Tiny Vector Matrix library using Expression Templates

Compiler Support

Contents:

General compiler Requirements

This library is designed for portability - no compiler specific extensions are used. Nevertheless, there are a few requirements: (These are all a part of the C++ standard.)

Support for the mutable keyword is required. This is used by the CommaInitializer only.

The typename keyword is used exhaustively here.

The namespace concept is required. The tvmet library is itself is a namespace. To avoid collisions of operators, there is also an element_wise namespace within tvmet.

Partial specialization is needed for the extrema functions min and max to distinguish between vectors and matrices. This allows tvmet to return an object with a specific behavior. (The location of an extremum in a matrix has a (row, column) position whereas a vector extremum has only a single index for its position).

The GNU Compiler Collection

The GNU compiler collection is mainly used for developing this library. Moreover, it does compile the library the fastest.

GNU C++ Compiler v2.95.3

Gcc v2.95.3 is the last official release of the version 2 series from gnu.org. Since this compiler features the General compiler Requirements it does work, but only partial.

There are certain difficulties - see ambiguous overload for ... Compiler Error (also, please read about GNU C++ Compiler v2.96 (Rh7.x, MD8.x)). Furthermore, there are problems with functions and operators declared in the namespace element_wise - the compiler doesn't seem to find them--even though the compiler does know about namespace tvmet. It appears to be a problem with nested namespaces and the compiler's ability to perform function/operator lookup, especially during regression tests: matrix /= matrix compiles inside a single file but not at the regression tests--which is a contradiction in terms.

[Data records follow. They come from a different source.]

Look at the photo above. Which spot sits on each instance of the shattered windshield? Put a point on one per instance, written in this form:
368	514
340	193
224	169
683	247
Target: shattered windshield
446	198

Porting to gcc v2.95.3 requires a lot of knowledge and effort--unfortunately, I don't have enough of either. The examples do compile and the regression tests build partially.

Matrix and vector operators are working, but don't expect too much.

GNU C++ Compiler v2.96 (Rh7.x, MD8.x)

This compiler isn't an official release of the GNU Compiler group but shipped by Red Hat and Co.

Blitz++ is using a hasFastAccess() flag to perform a check for the use of _bz_meta_vecAssign::fastAssign (without bounds checking) or _bz_meta_vecAssign::assign (with bounds checking). This isn't really necessary for operations on blitz::TinyVector, since it's always true. Nevertheless, it is important for the produced asm code using the gcc-c++-2.96-0.48mdk. Generally the code for Blitz++ using the gcc-2.96 is better than tvmet because of this (tested!).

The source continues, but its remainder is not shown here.